An der rechten Seite des Raumes hing an der Wand eine alte Seekarte. Darunter stand auf einem Schemel ein beleuchteter Globus. Direkt vor mir auf dem Schreibtisch fand sich ein Lichtbild, das mir auffiel. Es stand offenkundig verkehrt herum, nämlich mit der Vorderseite zum Besucher, also zu mir. Ariane Edelman war im Vordergrund zu sehen. Sie trug einen Badeanzug, einen weißen Einteiler. Etwas nach hinten versetzt standen zwei Männer, ebenfalls in Badezeug. Der eine von ihnen war Carlos.
Er wirkte kleiner als Ariane.

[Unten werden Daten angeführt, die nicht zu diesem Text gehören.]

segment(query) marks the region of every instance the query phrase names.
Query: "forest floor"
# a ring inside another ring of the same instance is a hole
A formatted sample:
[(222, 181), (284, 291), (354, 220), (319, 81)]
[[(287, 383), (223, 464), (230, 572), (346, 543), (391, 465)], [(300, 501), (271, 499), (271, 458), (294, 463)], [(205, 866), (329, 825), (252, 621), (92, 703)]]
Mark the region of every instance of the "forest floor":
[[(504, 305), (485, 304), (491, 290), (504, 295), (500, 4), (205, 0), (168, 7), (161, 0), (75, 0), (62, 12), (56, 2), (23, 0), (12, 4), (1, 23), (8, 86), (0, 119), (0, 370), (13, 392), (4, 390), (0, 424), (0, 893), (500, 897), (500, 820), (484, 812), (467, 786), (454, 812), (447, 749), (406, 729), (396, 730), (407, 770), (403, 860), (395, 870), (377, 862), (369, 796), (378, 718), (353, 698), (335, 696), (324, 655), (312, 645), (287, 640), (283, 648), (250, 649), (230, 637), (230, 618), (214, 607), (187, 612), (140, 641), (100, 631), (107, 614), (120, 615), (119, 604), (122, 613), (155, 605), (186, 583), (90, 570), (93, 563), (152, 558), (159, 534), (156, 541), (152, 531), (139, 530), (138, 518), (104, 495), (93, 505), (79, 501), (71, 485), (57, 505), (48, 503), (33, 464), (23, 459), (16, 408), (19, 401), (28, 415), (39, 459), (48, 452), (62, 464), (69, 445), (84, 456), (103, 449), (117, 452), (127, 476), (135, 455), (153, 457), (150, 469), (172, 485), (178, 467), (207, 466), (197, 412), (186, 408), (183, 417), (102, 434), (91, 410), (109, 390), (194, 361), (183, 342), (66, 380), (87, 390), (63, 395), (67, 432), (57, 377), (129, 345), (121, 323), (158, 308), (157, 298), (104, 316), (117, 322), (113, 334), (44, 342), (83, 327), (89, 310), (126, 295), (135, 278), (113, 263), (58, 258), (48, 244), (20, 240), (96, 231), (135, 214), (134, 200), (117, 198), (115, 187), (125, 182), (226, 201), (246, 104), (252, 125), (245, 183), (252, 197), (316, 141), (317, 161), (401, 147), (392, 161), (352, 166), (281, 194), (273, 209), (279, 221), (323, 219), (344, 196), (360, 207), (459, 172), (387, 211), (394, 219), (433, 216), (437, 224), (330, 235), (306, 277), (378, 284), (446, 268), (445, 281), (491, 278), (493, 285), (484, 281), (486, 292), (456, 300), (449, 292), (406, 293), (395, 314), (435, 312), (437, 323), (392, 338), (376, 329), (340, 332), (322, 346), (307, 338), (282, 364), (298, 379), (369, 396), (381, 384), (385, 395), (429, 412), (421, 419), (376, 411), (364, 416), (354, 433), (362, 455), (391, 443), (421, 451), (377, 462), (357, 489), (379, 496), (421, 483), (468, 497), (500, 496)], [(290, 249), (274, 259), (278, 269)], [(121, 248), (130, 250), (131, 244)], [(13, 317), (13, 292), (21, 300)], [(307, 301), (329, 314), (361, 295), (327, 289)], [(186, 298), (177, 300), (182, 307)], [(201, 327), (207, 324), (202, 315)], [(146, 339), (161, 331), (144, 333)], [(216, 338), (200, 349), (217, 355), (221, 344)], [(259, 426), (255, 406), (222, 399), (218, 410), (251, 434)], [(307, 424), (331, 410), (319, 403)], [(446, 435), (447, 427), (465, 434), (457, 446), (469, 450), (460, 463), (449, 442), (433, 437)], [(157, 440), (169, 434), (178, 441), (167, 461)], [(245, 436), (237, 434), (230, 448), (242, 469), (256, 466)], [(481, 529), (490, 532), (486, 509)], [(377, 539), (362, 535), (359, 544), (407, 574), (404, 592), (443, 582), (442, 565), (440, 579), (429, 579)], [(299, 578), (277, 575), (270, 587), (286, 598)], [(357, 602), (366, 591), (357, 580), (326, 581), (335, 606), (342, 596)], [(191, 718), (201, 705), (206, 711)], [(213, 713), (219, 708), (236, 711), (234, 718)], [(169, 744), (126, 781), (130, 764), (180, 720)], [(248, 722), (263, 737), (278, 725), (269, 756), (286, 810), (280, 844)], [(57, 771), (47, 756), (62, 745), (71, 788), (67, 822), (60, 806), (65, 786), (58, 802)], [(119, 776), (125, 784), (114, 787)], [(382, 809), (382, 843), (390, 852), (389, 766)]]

Er trug auf dem Kopf eine Tenniskappe und hielt die schwarz behaarten Arme über der schwarz behaarten Brust verschränkt. Seine Figur machte einen durchtrainierten Eindruck, obwohl man ahnte, das er einmal zur Leibesfülle neigen würde; seine ganze Haltung verriet Lässigkeit, nur in seinem Gesicht meinte ich einen Ausdruck eigentümlicher Spannung ausmachen zu können. Ariane dagegen versprühte leuchtende Morgenfrische.

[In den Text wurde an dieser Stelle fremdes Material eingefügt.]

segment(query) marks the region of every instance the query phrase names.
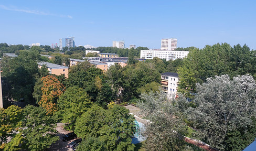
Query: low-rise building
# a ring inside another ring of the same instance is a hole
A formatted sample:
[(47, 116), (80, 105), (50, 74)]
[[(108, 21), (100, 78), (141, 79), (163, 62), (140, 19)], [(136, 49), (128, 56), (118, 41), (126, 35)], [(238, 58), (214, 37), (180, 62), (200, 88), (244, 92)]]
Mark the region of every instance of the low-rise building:
[(87, 55), (88, 53), (100, 53), (100, 51), (97, 51), (97, 50), (86, 50), (86, 55)]
[(61, 74), (63, 74), (65, 75), (65, 77), (68, 77), (68, 67), (44, 61), (38, 62), (37, 64), (38, 64), (38, 68), (41, 68), (44, 65), (45, 65), (48, 68), (50, 74), (55, 74), (57, 76), (60, 76)]
[(94, 65), (96, 68), (100, 68), (104, 72), (108, 70), (108, 63), (100, 62), (89, 61), (92, 64)]
[(70, 59), (70, 66), (77, 65), (77, 63), (78, 63), (79, 62), (83, 62), (86, 61), (86, 60), (83, 60), (76, 59), (72, 59), (72, 58), (69, 58), (69, 59)]
[(163, 90), (169, 98), (177, 96), (177, 88), (179, 81), (178, 73), (165, 72), (161, 74), (161, 86)]
[(116, 53), (99, 53), (98, 55), (103, 58), (118, 58), (118, 55)]

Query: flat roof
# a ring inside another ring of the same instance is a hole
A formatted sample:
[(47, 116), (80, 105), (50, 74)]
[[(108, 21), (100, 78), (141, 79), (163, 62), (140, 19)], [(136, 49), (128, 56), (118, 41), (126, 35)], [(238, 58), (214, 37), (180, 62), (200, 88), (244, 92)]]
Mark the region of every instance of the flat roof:
[(101, 55), (118, 55), (116, 53), (99, 53), (99, 54)]
[(17, 57), (18, 56), (16, 55), (14, 53), (3, 53), (3, 56), (7, 56), (11, 57)]
[(178, 73), (174, 73), (174, 72), (167, 72), (163, 73), (161, 74), (161, 75), (179, 78), (179, 75), (178, 74)]
[(51, 68), (51, 69), (67, 69), (68, 68), (68, 67), (63, 66), (57, 64), (51, 63), (47, 62), (45, 61), (39, 61), (37, 62), (37, 64), (38, 65), (42, 66), (44, 64), (45, 64), (47, 68)]
[(108, 64), (106, 63), (102, 63), (102, 62), (99, 62), (89, 61), (89, 62), (90, 62), (90, 63), (91, 63), (92, 64), (95, 64), (95, 65), (97, 65), (97, 64)]
[(77, 62), (84, 62), (86, 60), (81, 60), (81, 59), (72, 59), (72, 58), (69, 58), (71, 61), (77, 61)]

Die Angelegenheit, deretwegen ich hierher bestellt worden war, war rasch erledigt. Der Vorgang bestand in der Hauptsache darin, dass Edelman mir einen versiegelten Umschlag, eine Adresse und eine Holzkiste aushändigte, die in etwa so groß war, dass eine Tischlampe darin hätte Platz finden können.
Ich hegte den krummen Verdacht, dass es ihm im Grunde bei dieser Zusammenkunft mehr darum zu tun war, mich persönlich in Augenschein zu nehmen. Edelman hatte mir, ehe er die genannten Gegenstände überreichte, im Plauderton die eine oder andere Frage zu meiner Person gestellt, auf die erste Hörprobe hin unverdächtige Fragen, die aber dennoch einen bestimmten bewertenden Zweck zu verfolgen schienen. Die Mission, die mir aufgetragen werden sollte, bestand darin, die Holzkiste bzw. deren Inhalt nebst Umschlag per Auto nach Madrid zu transportieren und dort einem spanischen Gewährsmann zu übergeben. Im Gegenzug würde man mir eine andere Holzkiste aushändigen, die ich dann mit zurück nach Frankreich nehmen und hier abliefern würde.
Was war nun der Inhalt der rätselhaften Fracht? Eine aus Holz geschnitzte Madonnenfigur vielleicht oder eine minoische Vase? Ich wurde darüber im Unklaren gelassen, nur soviel ließ Edelman durchblicken: Er sei von einigem Wert, der Inhalt.
Carlos war mir in dieser Sache als unsichtbarer Begleitschutz zur Seite gestellt und sollte mich während der ganzen Reise telefonisch mit weiteren Instruktionen versorgen. Ursprünglich war wohl beabsichtigt gewesen, dass er selber diesen Transport übernahm, doch fehlte es ihm angeblich an Zeit; so kam man, hieß es, auf mich. Dieser Kurierdienst würde, versprach Carlos mir im Vorwege, gut honoriert werden (so gut, dass ich davon für eine Weile meinen Lebensunterhalt würde bestreiten können).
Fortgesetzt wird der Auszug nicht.